Deux tendances se partagent la doctrine : d'une part les auteurs qui sont attachés à une réglementation stricte et à une définition a priori, d'autres part les tenants d'une solution souple, caractérisée par l'octroi d'une large liberté d'appréciation dans la recherche du coupable. Chacun des systèmes a ses avantages et ses inconvénients. La difficulté de dégager des critères objectifs susceptibles de servir de base légale à une définition de l'agresseur a été maintes fois signalée en doctrine. L'un des inconvénients majeurs d'une définition rigide est que celle-ci risque d'établir des critères dont l'application, dans des circonstances imprévues et imprévisibles, aboutirait à faire qualifier d'agresseur l'Etat qui en réalité ne serait pas responsable des hostilités : telle l'adoption du critère simpliste de l'antériorité adopté par les auteurs de l'école classique (Paul PRADIER-FODERE, Carlos CALVO, Frantz DESPAGNET et de BOECK) qui, ne retenant que la seule antériorité chronologique, aurait eu pour résultat de faire retomber la responsabilité des hostilités engagées contre l'Allemagne en 1870 sur la France, en 1914 sur la Grande Bretagne, en 1917 sur les Etats-Unis, en 1939 sur la France et la Grande Bretagne."
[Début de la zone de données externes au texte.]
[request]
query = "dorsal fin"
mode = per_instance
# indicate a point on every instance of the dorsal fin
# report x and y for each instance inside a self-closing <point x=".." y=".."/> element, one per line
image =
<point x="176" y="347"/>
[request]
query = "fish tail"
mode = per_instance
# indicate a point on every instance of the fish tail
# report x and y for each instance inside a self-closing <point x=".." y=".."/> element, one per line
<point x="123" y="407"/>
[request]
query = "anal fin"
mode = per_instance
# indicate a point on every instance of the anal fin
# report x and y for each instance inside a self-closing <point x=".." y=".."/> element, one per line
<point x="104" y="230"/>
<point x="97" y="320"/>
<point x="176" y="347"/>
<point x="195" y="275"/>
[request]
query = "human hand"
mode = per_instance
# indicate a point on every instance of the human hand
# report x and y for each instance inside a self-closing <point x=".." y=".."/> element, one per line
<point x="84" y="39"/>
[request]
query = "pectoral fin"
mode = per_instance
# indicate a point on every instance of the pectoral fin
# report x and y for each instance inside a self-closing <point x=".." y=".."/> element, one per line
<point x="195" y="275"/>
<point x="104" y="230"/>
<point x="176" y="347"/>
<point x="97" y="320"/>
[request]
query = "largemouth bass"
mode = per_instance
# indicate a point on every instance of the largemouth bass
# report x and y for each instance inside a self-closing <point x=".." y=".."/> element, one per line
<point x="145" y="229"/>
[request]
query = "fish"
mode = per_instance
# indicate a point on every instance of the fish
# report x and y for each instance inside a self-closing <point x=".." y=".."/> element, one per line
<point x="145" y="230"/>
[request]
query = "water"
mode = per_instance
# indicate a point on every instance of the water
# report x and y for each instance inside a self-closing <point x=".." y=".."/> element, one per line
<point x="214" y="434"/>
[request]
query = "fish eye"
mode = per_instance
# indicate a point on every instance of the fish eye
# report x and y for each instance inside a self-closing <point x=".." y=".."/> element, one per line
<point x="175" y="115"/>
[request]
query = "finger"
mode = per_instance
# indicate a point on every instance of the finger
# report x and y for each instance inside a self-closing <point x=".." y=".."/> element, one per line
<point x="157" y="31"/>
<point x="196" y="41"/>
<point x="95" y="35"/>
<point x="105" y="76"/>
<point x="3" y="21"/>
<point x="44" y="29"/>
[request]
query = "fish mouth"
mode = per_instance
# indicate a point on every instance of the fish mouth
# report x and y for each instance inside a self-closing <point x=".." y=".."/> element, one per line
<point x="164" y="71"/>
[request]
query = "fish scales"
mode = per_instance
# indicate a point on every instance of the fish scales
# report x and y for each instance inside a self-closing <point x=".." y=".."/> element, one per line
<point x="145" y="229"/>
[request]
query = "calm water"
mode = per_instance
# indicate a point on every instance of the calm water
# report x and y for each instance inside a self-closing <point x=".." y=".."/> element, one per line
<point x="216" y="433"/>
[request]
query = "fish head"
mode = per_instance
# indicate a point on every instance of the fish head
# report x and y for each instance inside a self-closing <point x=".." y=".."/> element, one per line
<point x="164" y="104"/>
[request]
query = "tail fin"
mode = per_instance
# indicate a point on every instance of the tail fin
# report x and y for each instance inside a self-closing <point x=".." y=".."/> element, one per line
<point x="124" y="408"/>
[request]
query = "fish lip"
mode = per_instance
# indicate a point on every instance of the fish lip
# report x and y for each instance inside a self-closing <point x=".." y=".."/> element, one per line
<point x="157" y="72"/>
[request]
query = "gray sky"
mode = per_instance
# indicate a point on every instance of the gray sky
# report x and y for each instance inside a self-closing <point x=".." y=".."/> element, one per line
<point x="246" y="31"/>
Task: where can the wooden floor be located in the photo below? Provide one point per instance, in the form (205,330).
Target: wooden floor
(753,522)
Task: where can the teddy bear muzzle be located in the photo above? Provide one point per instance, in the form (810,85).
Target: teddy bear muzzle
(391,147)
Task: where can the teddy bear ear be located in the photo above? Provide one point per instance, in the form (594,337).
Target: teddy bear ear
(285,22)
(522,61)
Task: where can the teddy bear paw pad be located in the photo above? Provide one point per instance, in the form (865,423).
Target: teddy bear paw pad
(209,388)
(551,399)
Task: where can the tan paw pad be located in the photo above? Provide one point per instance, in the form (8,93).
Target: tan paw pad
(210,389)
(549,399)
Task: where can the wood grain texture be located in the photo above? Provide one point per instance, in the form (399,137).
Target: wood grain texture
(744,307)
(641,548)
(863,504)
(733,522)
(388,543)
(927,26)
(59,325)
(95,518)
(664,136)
        Avant de dégager les solutions du problème dans les cadres de la SDN, puis de l'ONU, Charles ROUSSEAU indique que cette question de l'agresseur est liée à la notion d'acceptation ou non de la légitime défense et de ses limites : "On peut voir dans la légitime défense un principe général de droit reconnu par les nations civilisées et dont l'utilisation est admissible en dehors de toute habilitation conventionnelle, au point qu'il a paru superflu d'insérer dans le texte même du traité général de renonciation à la guerre du 27 Août 1928 (Pacte Briand-Kellogg) une réserve expresse visant la situation en question."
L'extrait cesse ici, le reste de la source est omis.